The Clinical Community Relationships Measures (CCRM) Atlas “defines, measures, and evaluates” programs relying on clinical-community relationships in order to deliver clinical preventive services. The CCRM Atlas was developed for Agency for Healthcare Research and Quality (AHRQ) as a means to improve primary care through a preventive and chronic care program.
Geography: United States; Focus Area: Deployment of preventive services through clinician-community connections
The approaches detailed in the CCRM Atlas enable community-based organizations to cooperate, coordinate, and collaborate in the delivery of preventive care services in clinical settings.

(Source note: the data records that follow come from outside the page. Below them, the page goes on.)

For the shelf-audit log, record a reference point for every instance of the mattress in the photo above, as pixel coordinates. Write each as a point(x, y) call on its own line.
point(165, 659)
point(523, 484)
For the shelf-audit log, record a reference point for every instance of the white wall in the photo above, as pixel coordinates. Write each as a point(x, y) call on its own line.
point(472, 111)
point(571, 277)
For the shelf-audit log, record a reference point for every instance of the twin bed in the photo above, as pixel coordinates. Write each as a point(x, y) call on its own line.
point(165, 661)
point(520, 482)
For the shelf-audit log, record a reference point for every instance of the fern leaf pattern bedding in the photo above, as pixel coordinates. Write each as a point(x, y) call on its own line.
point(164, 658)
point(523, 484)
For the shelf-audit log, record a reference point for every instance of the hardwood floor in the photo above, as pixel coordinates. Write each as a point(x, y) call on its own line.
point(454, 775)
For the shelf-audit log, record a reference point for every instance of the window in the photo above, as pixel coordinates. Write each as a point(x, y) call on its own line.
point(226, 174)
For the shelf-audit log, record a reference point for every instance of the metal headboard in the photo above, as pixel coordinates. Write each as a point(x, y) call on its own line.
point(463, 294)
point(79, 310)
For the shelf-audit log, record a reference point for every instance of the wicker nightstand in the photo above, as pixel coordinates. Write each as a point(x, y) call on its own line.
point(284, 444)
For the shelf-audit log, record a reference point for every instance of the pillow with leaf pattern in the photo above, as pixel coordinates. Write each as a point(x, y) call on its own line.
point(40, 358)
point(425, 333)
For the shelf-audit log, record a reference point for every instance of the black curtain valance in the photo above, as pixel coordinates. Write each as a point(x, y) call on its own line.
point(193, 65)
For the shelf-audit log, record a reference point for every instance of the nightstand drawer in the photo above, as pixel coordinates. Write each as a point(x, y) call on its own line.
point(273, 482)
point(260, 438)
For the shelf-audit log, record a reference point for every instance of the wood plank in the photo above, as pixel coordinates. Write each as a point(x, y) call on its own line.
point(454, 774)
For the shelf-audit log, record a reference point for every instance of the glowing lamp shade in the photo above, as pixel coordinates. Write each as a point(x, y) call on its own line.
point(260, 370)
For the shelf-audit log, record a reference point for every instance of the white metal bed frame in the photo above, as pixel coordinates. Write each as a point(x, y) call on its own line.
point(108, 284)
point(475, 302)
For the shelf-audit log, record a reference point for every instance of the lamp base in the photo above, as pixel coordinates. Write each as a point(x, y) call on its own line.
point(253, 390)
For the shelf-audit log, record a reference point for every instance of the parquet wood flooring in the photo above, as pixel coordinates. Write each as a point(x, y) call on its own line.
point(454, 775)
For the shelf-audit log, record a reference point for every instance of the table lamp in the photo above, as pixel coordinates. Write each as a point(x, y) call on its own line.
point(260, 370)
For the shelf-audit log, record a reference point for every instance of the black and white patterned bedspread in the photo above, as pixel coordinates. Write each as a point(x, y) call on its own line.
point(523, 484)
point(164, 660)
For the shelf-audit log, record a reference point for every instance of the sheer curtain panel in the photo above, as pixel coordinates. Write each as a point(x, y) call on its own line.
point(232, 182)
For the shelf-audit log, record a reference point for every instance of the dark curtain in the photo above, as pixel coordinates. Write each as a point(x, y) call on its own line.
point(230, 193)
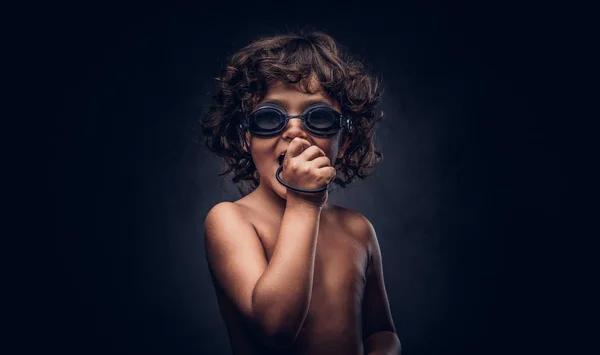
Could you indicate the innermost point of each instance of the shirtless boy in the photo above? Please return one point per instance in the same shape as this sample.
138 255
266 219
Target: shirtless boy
294 274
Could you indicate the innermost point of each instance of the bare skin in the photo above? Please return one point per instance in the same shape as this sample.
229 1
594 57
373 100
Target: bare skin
294 274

Important components of the CCRM Atlas include a measurement framework (measures of clinical-community relationships), interventions to improve research, quality, and delivery of clinical preventive services.
The CCRM Atlas for Enabling Preventive Services through Clinical-Community Connections
The CCRM Atlas provides a rationale and recommendations to deliver preventive services without insurance cost-sharing, to address high costs of healthcare and morbidity rates. Several barriers exist for the delivery of preventive services in primary care settings, such as staffing shortage, time constraints, and problems with reimbursements.
The delivery of these services may be possible through successful partnerships of primary care providers with community-based organizations and local health departments (non-clinical organizations with shared interests).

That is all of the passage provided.